South Sudan's opposition leader Machar to return to Juba in mid-April

Members of the SPLM/A-In Opposition (IO) forces allied with South Sudan's former rebel leader Riek Machar gather outside capital Juba, April 7, 2016. REUTERS/Jok Solomun

JUBA (Reuters) - South Sudan’s opposition leader Riek Machar said on Thursday he would return to the capital Juba on April 18 to form a transitional government with President Salva Kiir, more than two years after a feud between the two men erupted into war.

Kiir sacked Machar as vice president in 2013, exacerbating a political dispute that erupted into fighting in December that year between soldiers loyal to both men, reopening ethnic rifts between Kiir’s Dinka group and Machar’s Nuer.

Fighting was initially contained to Juba but Machar and his supporters left the capital.
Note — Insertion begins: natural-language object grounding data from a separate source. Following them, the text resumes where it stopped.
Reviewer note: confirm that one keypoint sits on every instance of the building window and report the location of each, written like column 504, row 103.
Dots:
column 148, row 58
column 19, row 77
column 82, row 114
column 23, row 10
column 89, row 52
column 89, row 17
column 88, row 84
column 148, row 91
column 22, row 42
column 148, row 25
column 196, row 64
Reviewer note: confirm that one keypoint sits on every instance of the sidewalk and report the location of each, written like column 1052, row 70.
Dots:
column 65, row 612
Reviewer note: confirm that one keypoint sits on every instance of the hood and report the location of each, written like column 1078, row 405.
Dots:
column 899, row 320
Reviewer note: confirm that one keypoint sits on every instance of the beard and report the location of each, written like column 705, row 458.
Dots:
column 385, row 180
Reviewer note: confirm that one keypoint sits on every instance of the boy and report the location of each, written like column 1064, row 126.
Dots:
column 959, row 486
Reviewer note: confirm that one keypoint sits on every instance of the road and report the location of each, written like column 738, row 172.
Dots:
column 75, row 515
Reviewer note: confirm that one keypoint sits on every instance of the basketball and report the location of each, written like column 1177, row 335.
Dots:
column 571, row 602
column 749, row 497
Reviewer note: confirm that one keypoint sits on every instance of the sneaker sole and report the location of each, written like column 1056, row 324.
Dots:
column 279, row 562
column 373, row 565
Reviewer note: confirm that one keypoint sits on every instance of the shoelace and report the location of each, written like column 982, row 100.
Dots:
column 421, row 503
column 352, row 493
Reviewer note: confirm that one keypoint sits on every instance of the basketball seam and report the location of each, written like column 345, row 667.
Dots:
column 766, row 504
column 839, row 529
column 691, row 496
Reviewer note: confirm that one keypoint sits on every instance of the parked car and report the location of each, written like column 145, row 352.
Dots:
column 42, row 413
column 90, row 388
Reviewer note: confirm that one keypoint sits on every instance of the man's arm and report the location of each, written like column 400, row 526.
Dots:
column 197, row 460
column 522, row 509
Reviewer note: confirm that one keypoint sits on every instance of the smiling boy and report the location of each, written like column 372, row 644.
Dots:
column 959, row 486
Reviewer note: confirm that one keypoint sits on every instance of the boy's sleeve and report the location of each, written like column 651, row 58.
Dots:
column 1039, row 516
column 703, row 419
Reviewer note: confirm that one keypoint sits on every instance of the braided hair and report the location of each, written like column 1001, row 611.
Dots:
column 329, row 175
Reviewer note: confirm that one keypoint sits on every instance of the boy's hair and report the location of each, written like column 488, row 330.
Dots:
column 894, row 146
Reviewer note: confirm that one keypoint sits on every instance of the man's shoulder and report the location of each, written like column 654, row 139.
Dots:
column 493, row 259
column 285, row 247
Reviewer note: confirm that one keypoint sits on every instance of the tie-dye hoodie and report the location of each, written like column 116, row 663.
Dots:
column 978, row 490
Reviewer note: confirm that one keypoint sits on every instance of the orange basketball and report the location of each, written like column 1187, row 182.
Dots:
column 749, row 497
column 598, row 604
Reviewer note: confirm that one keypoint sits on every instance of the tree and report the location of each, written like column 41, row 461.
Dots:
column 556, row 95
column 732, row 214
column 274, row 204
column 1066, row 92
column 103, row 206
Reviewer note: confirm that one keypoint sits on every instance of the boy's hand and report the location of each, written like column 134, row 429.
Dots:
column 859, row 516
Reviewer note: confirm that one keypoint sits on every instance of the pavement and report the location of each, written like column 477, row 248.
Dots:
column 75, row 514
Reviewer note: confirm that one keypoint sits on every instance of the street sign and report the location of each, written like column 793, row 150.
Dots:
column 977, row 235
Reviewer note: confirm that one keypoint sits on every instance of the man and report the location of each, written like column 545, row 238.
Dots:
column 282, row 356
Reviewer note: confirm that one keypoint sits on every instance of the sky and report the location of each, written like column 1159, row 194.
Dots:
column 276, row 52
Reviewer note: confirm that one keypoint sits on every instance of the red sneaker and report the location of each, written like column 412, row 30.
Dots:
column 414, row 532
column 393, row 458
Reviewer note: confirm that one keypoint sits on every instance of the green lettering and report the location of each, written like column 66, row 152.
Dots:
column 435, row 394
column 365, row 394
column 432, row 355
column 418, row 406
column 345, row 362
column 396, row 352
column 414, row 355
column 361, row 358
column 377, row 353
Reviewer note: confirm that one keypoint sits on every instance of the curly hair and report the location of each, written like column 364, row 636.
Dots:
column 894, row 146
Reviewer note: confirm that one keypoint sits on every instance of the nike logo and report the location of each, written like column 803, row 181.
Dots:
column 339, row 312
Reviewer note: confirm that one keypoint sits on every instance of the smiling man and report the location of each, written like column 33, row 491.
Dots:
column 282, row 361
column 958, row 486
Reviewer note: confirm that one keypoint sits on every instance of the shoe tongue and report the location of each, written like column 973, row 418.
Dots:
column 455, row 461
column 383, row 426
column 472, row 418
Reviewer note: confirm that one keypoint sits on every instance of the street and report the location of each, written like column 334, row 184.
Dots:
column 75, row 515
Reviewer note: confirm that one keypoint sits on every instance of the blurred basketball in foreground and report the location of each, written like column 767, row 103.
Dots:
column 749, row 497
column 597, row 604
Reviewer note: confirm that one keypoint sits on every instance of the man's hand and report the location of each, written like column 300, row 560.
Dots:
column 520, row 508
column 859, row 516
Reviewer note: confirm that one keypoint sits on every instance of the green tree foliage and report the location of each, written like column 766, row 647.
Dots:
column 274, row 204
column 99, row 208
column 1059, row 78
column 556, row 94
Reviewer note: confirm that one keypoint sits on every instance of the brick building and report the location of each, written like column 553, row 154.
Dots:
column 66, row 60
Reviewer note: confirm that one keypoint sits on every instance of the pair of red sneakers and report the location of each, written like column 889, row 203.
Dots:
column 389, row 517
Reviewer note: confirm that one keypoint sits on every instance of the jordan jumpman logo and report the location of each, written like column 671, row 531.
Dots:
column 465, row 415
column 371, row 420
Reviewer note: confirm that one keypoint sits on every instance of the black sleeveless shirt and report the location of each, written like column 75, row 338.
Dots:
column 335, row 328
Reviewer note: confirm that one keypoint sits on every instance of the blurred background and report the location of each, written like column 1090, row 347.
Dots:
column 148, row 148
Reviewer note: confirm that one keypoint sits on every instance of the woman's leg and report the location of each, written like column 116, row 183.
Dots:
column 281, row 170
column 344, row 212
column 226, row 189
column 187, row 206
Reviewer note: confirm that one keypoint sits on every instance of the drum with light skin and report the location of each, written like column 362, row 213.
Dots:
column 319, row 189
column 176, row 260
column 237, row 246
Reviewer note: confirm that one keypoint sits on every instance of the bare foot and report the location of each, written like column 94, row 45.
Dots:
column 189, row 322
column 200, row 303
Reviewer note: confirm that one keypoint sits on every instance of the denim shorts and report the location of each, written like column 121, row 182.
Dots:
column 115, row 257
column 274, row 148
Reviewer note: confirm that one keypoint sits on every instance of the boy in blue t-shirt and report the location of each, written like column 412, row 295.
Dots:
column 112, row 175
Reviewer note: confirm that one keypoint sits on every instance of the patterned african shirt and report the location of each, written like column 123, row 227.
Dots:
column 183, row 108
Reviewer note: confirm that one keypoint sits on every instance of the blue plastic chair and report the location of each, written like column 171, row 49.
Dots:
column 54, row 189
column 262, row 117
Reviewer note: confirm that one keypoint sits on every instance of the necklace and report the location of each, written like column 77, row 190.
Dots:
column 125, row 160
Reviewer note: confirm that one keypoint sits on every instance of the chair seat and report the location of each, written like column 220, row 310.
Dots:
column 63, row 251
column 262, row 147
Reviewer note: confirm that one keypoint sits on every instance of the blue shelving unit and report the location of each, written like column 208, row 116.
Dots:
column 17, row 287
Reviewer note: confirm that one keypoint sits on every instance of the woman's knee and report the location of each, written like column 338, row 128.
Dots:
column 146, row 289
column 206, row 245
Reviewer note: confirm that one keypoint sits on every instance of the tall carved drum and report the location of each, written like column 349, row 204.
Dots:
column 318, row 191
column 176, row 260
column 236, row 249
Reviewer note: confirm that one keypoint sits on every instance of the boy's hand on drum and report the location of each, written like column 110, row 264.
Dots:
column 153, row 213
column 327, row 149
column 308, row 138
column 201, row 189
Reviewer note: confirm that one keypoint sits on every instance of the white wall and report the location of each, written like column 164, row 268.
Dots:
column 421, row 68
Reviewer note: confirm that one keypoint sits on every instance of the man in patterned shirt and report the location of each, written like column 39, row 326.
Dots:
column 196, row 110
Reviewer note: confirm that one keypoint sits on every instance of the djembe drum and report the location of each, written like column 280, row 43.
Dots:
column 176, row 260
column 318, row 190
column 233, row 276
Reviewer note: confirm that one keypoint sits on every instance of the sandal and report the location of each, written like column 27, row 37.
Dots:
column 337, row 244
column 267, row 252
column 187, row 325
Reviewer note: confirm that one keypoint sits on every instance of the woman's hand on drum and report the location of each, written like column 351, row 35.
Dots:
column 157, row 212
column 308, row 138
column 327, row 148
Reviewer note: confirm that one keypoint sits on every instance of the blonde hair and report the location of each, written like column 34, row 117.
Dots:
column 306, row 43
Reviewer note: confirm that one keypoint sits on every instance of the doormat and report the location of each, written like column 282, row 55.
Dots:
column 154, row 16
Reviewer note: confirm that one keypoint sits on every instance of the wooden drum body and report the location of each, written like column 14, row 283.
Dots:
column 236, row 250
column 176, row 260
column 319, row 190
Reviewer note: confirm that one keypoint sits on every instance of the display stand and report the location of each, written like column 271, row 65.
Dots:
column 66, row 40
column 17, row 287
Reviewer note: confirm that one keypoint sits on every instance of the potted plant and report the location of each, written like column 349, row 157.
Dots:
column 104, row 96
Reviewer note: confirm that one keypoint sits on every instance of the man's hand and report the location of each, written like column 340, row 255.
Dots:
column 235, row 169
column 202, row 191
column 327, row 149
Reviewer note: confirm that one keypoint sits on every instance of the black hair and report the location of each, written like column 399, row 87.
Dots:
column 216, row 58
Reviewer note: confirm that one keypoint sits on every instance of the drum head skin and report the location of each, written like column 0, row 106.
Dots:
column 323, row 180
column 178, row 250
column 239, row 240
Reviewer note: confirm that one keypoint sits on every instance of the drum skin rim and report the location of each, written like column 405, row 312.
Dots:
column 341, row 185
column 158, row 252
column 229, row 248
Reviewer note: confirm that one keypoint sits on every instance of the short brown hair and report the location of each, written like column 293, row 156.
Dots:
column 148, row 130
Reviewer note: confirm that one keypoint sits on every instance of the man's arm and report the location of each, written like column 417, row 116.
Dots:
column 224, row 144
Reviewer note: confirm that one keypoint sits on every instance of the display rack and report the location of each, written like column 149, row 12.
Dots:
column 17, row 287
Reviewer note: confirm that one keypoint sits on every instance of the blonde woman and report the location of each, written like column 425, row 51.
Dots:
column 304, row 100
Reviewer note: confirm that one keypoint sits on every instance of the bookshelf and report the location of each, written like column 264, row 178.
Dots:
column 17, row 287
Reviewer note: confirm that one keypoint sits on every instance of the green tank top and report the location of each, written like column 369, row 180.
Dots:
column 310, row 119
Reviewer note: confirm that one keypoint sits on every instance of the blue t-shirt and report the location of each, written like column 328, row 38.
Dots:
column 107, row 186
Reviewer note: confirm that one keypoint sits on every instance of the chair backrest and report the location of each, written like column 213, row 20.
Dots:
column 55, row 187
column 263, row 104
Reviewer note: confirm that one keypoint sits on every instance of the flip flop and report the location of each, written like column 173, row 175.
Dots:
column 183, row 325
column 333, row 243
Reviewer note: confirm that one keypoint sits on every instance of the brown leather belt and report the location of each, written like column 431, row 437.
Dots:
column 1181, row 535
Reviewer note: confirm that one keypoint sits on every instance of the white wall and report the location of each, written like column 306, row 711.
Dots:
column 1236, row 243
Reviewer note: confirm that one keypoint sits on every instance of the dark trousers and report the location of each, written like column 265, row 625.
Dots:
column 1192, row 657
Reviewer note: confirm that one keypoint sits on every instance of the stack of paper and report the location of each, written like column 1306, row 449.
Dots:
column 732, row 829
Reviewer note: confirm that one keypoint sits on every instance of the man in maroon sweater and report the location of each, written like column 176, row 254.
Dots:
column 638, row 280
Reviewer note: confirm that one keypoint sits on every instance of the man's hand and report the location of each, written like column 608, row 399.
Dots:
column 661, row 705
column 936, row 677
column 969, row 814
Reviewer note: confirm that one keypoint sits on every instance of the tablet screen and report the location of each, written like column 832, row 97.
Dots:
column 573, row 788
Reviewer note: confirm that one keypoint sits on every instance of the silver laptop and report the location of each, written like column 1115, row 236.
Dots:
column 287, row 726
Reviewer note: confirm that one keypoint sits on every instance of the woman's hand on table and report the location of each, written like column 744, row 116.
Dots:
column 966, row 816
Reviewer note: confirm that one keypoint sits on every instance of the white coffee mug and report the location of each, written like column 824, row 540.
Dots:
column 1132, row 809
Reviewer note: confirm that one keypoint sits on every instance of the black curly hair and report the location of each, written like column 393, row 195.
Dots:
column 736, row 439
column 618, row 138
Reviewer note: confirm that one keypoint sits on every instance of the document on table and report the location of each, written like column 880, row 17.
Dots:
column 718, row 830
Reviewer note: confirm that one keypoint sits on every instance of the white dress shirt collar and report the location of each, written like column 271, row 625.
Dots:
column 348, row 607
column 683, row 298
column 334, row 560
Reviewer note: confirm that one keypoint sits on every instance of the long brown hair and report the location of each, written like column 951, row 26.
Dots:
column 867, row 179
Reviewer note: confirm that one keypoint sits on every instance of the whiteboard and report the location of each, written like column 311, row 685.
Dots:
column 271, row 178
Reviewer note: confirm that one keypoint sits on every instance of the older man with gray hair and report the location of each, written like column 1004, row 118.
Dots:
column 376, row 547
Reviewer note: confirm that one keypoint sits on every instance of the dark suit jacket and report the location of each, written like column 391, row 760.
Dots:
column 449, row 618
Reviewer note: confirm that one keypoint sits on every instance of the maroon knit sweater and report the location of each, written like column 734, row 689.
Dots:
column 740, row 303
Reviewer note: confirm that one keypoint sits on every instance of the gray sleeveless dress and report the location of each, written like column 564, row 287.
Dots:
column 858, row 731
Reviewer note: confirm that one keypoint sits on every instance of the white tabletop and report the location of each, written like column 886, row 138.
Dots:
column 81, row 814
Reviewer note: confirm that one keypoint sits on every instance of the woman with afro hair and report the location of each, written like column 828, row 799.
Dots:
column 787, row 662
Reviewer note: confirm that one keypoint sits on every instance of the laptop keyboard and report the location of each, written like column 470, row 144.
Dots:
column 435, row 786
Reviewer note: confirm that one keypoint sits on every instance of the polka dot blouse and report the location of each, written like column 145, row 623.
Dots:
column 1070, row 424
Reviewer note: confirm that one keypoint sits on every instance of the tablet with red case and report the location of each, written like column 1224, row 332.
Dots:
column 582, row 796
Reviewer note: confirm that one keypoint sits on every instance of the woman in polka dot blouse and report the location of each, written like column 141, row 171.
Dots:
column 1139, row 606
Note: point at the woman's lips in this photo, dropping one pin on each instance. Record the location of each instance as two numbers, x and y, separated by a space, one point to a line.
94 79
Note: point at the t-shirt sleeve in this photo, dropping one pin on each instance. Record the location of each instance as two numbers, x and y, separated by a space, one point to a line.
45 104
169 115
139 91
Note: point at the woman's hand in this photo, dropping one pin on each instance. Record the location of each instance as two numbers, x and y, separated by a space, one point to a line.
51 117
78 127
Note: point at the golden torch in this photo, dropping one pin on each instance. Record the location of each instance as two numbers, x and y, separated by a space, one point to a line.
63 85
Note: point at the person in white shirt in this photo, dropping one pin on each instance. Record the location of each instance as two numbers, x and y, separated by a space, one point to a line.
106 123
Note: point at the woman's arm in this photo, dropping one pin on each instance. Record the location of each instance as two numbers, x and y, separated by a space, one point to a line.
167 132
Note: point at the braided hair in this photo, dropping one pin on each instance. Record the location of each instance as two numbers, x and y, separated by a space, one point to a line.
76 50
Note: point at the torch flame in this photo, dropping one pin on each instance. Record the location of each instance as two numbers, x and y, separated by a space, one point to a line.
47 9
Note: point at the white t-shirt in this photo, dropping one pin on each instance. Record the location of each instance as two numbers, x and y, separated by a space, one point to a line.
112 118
After that violence spread across South Sudan, killing thousands and forcing more than 2.3 million people to flee their homes.

Under pressure from the United States, the United Nations and other powers, the sides signed an initial peace deal in August and agreed to share out ministerial positions in January. The deal has broken down repeatedly.

“I am therefore confirming the date of my arrival to be April 18 and thereafter form with President Kiir the Transitional Government of National Unity and hold the Transitional National Council of Ministers,” Machar said in a letter to the head of the body monitoring the implementation of the peace deal.

The United Nations Mission in South Sudan said in a statement on Wednesday it had helped Machar’s SPLM/A group transport 802 military and police officers to Juba, including two of its generals.

Machar said in February that a condition to his return to Juba and taking up his old position of vice president was the demilitarization of the capital and that some of his soldiers be allowed to return with him.

The conflict has hit hard the economy of South Sudan, an oil exporter. Its currency has weakened, inflation has spiraled and oil revenues have dropped due to falling production and falling world prices.